2.2. Determination of Susceptibility by Disk Diffusion and Minimum Inhibitory Concentration (MIC)

Antimicrobial susceptibility testing by disk diffusion and gradient diffusion strips was performed for ATM and CZA, with disks (Oxoid Thermo Scientific®, Waltham, MA, USA) of 30 µg and 10/4 µg, respectively. The results were interpreted according to EUCAST [34]. Disk diffusion and MIC breakpoints for ATM and CZA are displayed in Table 1. Quality control was performed with Escherichia coli ATCC 25922, according to EUCAST instructions [35]. Antimicrobial susceptibility testing by disk diffusion was performed for all isolates, and MIC was determined by gradient diffusion strip for the isolates selected for TKC assay.

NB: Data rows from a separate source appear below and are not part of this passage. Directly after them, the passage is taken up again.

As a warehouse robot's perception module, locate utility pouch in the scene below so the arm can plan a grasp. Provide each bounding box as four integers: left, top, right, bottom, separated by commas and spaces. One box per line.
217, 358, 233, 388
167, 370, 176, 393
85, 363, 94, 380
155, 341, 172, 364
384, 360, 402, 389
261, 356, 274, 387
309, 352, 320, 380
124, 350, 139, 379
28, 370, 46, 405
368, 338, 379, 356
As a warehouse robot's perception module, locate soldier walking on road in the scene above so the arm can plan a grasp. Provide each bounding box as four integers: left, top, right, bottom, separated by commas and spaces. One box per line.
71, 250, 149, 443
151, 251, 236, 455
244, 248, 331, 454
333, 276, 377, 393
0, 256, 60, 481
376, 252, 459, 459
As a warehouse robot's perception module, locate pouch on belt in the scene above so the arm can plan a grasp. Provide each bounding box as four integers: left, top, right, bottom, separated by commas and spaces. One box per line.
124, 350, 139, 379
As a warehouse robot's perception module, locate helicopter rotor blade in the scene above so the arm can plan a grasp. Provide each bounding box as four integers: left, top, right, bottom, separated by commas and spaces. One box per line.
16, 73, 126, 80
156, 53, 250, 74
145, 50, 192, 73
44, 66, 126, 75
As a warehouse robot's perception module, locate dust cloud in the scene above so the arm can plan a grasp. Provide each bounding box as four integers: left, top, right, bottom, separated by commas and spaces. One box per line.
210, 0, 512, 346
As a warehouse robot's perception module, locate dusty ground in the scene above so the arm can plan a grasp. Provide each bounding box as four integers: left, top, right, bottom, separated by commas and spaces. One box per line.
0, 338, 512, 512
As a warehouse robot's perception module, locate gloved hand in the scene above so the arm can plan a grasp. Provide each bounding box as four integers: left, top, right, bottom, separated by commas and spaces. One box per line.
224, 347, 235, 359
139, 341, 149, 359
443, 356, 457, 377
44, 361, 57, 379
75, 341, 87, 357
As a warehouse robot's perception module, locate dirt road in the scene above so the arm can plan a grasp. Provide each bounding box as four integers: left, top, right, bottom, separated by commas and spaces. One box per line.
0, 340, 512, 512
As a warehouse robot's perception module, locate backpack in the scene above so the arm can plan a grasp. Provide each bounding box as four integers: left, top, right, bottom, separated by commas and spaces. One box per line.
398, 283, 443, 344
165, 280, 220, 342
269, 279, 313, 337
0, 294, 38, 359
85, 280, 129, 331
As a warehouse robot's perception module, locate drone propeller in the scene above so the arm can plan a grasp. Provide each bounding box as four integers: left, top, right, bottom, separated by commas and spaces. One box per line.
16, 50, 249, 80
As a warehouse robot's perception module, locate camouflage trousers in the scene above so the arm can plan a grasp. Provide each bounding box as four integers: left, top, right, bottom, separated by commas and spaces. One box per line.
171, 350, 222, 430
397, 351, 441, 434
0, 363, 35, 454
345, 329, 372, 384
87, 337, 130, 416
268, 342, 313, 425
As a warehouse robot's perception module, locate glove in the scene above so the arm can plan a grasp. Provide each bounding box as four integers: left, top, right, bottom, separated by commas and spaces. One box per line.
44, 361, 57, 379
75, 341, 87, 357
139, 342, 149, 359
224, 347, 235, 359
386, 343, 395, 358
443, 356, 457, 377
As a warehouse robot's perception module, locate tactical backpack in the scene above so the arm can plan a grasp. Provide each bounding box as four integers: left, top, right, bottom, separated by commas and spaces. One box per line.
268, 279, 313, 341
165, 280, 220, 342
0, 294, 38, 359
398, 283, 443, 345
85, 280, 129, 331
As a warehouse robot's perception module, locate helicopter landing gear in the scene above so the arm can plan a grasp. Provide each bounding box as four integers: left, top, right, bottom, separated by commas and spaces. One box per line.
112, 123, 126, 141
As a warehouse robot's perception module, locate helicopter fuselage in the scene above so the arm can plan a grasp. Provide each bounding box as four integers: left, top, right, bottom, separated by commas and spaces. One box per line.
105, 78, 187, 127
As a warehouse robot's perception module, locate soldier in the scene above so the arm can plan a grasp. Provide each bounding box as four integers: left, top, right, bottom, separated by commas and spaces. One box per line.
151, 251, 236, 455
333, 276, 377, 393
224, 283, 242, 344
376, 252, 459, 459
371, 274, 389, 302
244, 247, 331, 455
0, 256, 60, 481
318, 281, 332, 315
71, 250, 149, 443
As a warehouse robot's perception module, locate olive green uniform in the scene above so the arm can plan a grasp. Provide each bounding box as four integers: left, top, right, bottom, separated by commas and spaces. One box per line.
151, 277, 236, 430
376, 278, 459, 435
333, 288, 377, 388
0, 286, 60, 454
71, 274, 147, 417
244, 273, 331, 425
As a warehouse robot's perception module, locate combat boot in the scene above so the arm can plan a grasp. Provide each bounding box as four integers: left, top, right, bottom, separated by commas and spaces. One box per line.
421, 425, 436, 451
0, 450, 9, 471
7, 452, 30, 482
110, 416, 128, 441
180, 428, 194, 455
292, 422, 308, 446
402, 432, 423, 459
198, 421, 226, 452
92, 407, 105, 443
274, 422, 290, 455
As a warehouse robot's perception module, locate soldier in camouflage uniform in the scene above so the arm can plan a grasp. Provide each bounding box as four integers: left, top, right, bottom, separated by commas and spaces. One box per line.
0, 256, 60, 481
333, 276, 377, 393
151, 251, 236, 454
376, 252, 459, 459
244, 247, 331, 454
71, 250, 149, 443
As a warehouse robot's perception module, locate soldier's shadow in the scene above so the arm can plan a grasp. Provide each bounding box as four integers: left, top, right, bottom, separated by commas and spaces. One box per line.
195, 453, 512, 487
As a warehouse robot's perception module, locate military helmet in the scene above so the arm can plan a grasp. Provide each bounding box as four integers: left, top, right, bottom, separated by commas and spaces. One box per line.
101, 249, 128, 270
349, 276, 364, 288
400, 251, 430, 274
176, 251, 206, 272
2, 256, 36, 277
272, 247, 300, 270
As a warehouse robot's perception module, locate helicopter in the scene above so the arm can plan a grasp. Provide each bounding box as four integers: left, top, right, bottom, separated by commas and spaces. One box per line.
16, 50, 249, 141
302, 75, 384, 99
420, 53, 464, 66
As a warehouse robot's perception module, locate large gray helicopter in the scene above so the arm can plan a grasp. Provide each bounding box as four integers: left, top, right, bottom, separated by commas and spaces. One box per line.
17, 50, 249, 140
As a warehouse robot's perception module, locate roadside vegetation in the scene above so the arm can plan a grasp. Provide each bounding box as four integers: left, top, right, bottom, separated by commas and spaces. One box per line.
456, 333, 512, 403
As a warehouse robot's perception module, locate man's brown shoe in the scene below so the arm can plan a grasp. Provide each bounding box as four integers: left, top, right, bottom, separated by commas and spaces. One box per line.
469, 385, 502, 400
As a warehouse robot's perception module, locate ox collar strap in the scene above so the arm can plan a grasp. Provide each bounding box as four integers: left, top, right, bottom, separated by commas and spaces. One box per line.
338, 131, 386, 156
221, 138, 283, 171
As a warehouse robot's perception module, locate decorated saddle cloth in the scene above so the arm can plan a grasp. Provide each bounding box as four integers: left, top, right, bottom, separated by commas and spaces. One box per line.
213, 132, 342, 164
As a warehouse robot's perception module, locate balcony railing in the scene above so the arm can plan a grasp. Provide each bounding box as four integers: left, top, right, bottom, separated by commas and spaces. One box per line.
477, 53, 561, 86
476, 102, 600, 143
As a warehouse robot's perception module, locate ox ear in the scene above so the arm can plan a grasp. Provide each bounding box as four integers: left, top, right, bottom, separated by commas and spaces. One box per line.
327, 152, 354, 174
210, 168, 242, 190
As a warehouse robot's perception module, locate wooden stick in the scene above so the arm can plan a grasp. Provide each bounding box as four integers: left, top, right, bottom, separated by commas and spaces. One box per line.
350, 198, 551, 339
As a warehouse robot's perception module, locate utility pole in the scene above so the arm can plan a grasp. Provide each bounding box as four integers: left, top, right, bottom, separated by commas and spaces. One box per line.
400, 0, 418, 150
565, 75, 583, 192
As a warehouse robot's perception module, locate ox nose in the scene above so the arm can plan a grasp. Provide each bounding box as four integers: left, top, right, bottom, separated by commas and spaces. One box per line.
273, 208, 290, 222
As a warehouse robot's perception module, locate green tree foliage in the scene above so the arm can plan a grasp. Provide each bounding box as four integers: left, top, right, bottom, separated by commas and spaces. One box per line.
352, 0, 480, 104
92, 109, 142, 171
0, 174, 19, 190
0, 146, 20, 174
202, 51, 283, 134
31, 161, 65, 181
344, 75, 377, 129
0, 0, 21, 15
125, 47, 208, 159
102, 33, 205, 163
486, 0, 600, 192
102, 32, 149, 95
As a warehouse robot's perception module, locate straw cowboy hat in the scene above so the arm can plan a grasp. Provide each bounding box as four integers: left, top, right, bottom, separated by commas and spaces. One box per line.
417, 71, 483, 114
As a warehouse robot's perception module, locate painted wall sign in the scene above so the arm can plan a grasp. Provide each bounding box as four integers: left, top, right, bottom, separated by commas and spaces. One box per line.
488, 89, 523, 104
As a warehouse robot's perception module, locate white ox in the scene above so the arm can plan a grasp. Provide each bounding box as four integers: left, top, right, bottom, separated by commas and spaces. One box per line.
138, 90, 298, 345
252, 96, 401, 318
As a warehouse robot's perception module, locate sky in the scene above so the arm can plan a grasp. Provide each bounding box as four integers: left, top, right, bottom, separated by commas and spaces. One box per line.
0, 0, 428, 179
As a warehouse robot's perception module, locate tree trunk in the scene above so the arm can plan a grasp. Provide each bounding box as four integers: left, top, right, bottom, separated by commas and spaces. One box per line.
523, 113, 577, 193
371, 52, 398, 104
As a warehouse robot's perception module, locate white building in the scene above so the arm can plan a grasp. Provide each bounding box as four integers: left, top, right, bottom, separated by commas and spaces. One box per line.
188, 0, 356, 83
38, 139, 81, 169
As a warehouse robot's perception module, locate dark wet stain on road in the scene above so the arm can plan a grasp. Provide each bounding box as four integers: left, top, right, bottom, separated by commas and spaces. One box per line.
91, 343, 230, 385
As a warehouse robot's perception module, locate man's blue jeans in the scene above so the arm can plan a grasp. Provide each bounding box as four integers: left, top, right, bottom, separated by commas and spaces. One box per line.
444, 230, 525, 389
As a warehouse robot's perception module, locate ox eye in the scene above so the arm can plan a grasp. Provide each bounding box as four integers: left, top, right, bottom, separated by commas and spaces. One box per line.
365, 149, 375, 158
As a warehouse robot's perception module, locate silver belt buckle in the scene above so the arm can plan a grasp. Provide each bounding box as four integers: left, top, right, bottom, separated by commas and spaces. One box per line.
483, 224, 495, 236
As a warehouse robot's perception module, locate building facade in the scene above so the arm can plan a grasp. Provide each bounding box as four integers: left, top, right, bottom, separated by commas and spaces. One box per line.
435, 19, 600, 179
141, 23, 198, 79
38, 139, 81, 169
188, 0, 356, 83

2.3. Time–Kill Curve (TKC) Assay

TKC assay was performed according to CLSI guidelines [36] with some modifications, as previously described [37]. Briefly, fresh cultures grown on blood agar plates were used to prepare an inoculum of approximately 3 × 108 CFU/mL in cation-adjusted Müeller–Hinton (CAMH) broth. This suspension, in the log phase, was diluted 1:5 and added to four tubes containing CAMH to achieve a final concentration of 6 × 105 CFU/mL. The first tube was without antibiotic; the second tube contained ATM at 8 mg/L (BioChimico®, Rio de Janeiro, Brazil); the third tube contained CZA at 8/2 mg/L (ceftazidime at 8 mg/L and avibactam at 2 mg/L; Wyeth/Pfizer®, São Paulo, Brazil), and the fourth tube contained ATM at 8 mg/L and CZA at 8/2 mg/L. All experiments were performed in duplicates. The tubes were incubated at 37 °C, at 125 rpm agitation for 24 h. An aliquot from each tube was removed at times 0, 1, 2, 4, 6, 12, and 24 h and serially (1:10) diluted. A volume of 20 µL of each dilution from the same tube was spotted on a MacConkey agar plate. Plates were incubated at 37 °C for 18 to 24 h. Colonies were counted considering the spots with 10 to 100 colonies, and the results were reported as CFU/mL. Synergism was defined as a decrease ≥ 2 log10 CFU/mL by the antibiotic combination compared to the most active antibiotic alone, and antagonism was defined as an increase ≥ 2 log10 CFU/mL by the combination compared with the most active antibiotic alone after 24 h of incubation [36].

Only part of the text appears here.